What it is and How to Make it Go Away Using Ruby
Do you have data that looks like this …
The above examples show two varieties of fixed length record data. Typically fixed length record data is a legacy of old survey or census data or other data that’s rarely updated. Whatever it is, if you have it you know it’s annoying to work with if you need to code a new application to consume it.
Fixed length data adheres to a layout (defined outside the data file.) The data is separated into records delimited by line breaks or possibly ASCII record separator (ASCII code 30.) See ASCII Record Separator. Within each record, fields have no delimiters and instead depend on column locations specified elsewhere. Therefore each field must take the same number of columns to store in every record in the file.
The first example shows standard FLR (Fixed Length Record) data. The second example shows hierarchical FLR data. In this format, multiple records live in the same file. One column must provide record type information, in order to find the correct layout for that record type. Different record types may have different record lengths. In the example the first character indicates the record type. Some HFLR formats may have a record type identifier buried in the record or put at the end of each record (meaning the type identifier character could be at different locations on different record types.)
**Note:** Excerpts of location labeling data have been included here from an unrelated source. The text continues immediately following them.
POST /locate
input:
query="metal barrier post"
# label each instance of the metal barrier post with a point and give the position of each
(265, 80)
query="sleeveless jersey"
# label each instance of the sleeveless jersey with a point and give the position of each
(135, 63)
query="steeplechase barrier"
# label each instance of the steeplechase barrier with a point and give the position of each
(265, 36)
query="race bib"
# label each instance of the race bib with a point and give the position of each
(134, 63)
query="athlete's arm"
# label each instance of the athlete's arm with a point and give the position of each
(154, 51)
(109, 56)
Before going on, I should point out that the FLR format has benefits. It’s all a question of data volume and balancing various trade-offs. During the time these formats flourished, disk space, RAM and CPU time were all expensive, compared to this century. While now we might store a group of one hundred thousand records in a JSON or even XML format, during the dark ages of 1979 that would have taken too much disk space, and too much computation to parse into an application. Even now, a fixed-length format, especially when compressed, will be very fast to read and take a reasonably small space to store relative to JSON, while still remaining (somewhat) human readable, unlike highly packed binary formats, which would typically be the alternative to JSON, or standard databases. Single record type FLR data lends itself to be used by parallelized processes and fast streaming (as does CSV, as is often done with Hadoop.)
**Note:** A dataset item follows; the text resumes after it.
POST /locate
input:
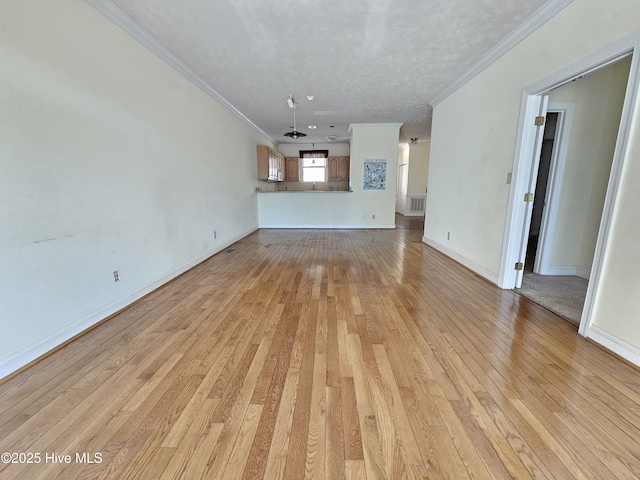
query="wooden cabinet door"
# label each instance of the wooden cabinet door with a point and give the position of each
(292, 166)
Single record type FLR data has the additional very nice property that you can very simply access any record randomly in constant time – assuming it’s in a 8-bit, 16-bit or 32-bit per character format – unlike most other text based formats. (Note that UTF-8 will not work for this optimization.)
Hierarchical FLR data is a reasonable trade off between storage space and speed and simplicity of access for some applications. Additionally, relationships between records can be extracted from the structure of the file if it’s read as a stream or at least as groups of records with the highest level record as the group separator.
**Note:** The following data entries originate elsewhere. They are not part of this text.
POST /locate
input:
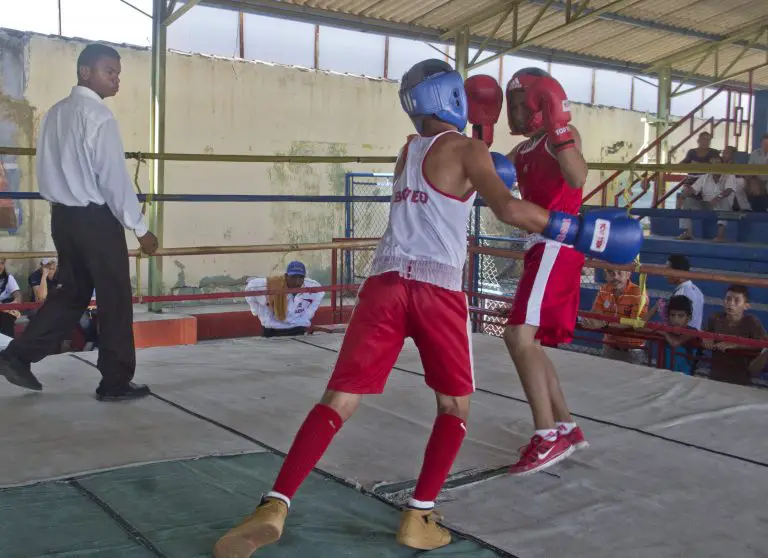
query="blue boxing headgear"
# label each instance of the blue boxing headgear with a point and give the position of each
(433, 88)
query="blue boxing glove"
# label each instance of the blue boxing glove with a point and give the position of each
(607, 234)
(505, 169)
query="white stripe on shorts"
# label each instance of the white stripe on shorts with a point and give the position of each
(548, 258)
(469, 343)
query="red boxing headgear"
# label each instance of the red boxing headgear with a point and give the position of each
(484, 99)
(521, 80)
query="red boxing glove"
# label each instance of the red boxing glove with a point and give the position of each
(546, 95)
(484, 100)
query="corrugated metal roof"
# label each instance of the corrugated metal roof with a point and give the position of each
(631, 33)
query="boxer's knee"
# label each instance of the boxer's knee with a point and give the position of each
(345, 404)
(520, 338)
(450, 405)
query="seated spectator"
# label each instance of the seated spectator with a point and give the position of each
(709, 192)
(620, 297)
(684, 287)
(680, 356)
(728, 366)
(285, 314)
(701, 154)
(757, 185)
(43, 280)
(9, 292)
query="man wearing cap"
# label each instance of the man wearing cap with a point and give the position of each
(283, 315)
(43, 280)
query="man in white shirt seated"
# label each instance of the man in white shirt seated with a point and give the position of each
(709, 192)
(284, 314)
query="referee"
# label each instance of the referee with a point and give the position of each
(81, 171)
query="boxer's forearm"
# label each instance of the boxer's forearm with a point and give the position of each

All that said, if you need to frequently update your dataset or need to routinely use data either by retrieving and updating existing records or perform regular analysis and reporting off the data, you’d best get it into a database.
As I said, FLR data comes in two varieties. The usual single record type data file, given a code book, can easily be parsed and converted to CSV or JSON or imported to a database. Hierarchical fixed length data isn’t so simple, since it has records of two or more types in one file, with different layouts. Furthermore, the arrangement of the records in the file usually carries information, as I mentioned above. For instance, you may have customer records followed directly by their orders, followed by shipping records. Sometimes the only thing linking the records together is their proximity – foreign keys may not exist, but you may inferr that any order records directly following a customer record belong to that customer. When more than one record type lives in one file, you need a way to determine the type of each record, naturally. Good formats will use the first character of the record as a record type identifier, or possibly the last character. Bad formats will use a character at some offset within the line.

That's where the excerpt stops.